Entonces Villeneuve deshizo con extremo cuidado el envoltorio que contenía mi cuerpo hasta dejar la funda arrugada debajo de mis piernas y luego (tras dos o tres minutos interminables) retiró del todo la funda y dejó mi cadáver desnudo sobre el diván tapizado en cuero verde. Acto seguido se levantó, pues todo lo anterior lo había hecho de rodillas, y se sacó la camiseta e hizo una pausa sin dejar de mirarme, y fue entonces cuando yo me levanté y me acerqué un poco y vi mi cuerpo desnudo, más gordito de lo que hubiera deseado, pero no mucho, los ojos cerrados y una expresión ausente, y vi el torso de Villeneuve, algo que pocos han visto, pues nuestro modisto es famoso entre tantas otras cosas por su discreción y nunca se habían publicado fotos de él en la playa, por ejemplo, y luego busqué la expresión de Villeneuve, para adivinar qué iba a suceder a continuación, pero lo único que vi fue su rostro tímido, más tímido que en las fotos, de hecho infinitamente más tímido que en las fotos que aparecían en las revistas de moda o del corazón.

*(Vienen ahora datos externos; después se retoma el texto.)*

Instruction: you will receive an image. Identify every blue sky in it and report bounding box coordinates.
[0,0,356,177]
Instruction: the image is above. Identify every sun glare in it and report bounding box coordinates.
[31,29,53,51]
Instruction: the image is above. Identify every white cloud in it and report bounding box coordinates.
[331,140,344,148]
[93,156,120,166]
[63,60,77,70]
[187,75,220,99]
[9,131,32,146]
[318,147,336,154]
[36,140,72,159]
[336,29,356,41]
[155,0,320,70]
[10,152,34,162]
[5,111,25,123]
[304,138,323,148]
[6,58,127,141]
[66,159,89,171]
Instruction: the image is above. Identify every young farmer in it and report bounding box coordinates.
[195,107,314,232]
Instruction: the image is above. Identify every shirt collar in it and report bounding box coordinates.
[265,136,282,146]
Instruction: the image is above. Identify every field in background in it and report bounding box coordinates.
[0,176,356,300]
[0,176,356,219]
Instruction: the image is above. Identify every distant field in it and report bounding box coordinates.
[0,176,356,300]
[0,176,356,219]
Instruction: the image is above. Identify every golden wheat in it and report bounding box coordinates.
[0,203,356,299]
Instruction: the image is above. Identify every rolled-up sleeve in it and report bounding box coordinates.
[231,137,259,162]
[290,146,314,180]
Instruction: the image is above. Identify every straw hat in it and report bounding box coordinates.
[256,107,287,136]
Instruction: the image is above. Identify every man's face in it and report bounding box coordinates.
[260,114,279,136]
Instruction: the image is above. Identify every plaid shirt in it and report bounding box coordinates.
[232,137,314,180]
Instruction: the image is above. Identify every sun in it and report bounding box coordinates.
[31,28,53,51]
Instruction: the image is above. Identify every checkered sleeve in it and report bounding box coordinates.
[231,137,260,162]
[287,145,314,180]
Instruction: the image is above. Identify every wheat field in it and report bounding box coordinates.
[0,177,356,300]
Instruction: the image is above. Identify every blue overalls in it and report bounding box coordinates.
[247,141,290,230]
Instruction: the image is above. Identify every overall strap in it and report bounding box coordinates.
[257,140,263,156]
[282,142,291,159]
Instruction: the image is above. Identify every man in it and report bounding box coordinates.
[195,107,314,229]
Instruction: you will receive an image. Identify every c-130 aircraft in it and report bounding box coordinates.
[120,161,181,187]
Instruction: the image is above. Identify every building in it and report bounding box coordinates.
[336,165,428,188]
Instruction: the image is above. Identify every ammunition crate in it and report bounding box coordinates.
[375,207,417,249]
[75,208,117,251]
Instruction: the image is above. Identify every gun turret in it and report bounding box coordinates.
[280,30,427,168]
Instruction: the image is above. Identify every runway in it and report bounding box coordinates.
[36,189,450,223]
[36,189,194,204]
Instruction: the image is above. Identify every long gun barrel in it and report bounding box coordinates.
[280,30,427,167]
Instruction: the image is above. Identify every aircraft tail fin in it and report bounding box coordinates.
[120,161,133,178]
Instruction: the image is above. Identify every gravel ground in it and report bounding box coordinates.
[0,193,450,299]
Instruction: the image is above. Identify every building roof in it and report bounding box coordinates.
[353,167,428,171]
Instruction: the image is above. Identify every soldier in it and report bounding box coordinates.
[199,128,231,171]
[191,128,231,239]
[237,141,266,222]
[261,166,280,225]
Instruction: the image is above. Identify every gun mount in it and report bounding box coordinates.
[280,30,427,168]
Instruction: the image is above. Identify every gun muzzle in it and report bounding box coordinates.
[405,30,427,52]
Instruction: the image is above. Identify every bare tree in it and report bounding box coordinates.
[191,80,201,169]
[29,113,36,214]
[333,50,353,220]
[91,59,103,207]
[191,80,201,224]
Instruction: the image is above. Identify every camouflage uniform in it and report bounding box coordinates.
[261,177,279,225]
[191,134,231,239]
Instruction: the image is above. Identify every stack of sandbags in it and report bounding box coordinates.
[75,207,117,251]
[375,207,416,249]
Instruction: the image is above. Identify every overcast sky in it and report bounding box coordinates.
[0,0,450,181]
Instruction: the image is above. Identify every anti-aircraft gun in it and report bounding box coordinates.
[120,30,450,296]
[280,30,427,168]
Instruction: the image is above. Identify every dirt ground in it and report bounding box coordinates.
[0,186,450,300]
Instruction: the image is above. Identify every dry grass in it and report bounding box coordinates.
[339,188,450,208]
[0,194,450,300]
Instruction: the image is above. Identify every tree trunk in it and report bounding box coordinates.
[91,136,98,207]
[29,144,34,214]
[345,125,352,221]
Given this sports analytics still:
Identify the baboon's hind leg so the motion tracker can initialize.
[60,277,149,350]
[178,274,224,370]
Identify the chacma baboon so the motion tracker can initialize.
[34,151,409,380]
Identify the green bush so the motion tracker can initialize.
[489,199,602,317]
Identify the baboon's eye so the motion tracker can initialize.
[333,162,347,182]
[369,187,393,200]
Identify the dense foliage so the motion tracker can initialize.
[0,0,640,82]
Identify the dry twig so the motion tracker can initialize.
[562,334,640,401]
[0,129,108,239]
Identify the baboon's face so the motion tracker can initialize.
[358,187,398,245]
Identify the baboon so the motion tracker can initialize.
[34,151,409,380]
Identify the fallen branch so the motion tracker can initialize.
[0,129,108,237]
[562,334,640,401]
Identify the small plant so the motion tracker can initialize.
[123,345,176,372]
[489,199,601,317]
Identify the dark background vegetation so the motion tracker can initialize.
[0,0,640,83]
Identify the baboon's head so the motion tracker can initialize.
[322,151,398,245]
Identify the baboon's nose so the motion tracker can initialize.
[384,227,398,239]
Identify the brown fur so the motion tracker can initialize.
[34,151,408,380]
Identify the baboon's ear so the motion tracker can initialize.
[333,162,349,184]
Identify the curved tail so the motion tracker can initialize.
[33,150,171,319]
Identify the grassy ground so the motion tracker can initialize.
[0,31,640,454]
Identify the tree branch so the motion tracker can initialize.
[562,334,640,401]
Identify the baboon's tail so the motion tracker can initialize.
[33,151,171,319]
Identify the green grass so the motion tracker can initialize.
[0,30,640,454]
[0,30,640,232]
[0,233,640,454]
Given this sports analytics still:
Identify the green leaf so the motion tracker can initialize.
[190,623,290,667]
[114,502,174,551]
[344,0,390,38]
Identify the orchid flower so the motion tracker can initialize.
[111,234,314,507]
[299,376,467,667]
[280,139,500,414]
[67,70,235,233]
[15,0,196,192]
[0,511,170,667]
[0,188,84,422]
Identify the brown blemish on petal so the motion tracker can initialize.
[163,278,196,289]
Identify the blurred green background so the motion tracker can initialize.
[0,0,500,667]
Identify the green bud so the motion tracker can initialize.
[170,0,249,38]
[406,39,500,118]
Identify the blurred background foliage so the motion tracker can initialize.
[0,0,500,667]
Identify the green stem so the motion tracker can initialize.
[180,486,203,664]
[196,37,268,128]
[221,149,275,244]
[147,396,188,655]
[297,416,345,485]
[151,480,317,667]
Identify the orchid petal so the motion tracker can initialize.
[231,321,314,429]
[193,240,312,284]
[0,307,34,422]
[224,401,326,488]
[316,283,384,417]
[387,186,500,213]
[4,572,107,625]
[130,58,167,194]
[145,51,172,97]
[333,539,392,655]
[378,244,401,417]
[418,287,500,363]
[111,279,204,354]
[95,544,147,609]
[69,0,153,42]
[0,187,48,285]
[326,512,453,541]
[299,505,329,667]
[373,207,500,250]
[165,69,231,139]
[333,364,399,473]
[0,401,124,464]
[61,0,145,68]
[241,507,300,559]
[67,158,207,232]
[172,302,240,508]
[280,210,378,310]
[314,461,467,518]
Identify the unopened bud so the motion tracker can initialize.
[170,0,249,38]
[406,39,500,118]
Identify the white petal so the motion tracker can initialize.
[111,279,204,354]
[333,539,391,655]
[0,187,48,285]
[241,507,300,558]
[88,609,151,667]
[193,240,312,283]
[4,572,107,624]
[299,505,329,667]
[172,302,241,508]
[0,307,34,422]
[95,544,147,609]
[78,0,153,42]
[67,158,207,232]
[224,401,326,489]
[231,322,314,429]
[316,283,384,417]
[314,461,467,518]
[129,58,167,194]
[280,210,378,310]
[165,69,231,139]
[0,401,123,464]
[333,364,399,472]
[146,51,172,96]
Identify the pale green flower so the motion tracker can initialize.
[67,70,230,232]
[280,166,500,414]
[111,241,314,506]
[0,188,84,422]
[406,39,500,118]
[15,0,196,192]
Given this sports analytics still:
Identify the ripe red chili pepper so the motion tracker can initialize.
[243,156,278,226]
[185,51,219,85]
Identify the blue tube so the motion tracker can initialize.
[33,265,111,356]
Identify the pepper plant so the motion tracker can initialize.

Villeneuve se despojó de los pantalones y de los calzoncillos y se tumbó junto a mi cuerpo. Ahí sí que lo entendí todo y me quedé mudo de asombro. Lo que sucedió a continuación cualquiera puede imaginárselo pero tampoco fue una bacanal. Villeneuve me abrazó, me acarició, me besó castamente en los labios. Me masajeó el pene y los testículos con una delicadeza similar a la que alguna vez empleó Cecile Lamballe, la mujer de mis sueños, y al cabo de un cuarto de hora de arrumacos en la penumbra comprobé que estaba empalmado. Dios mío, pensé, ahora me va a sodomizar. Pero no fue así. El modisto, para mi sorpresa, se corrió frotándose contra uno de mis muslos. En ese momento hubiera querido cerrar los ojos, pero no pude. Experimenté sensaciones encontradas: disgusto por lo que veía, agradecimiento por no ser sodomizado, sorpresa por ser Villeneuve quien era, rencor contra los camilleros por haber vendido o alquilado mi cuerpo, incluso vanidad por ser involuntariamente el objeto del deseo de uno de los hombres más famosos de Francia.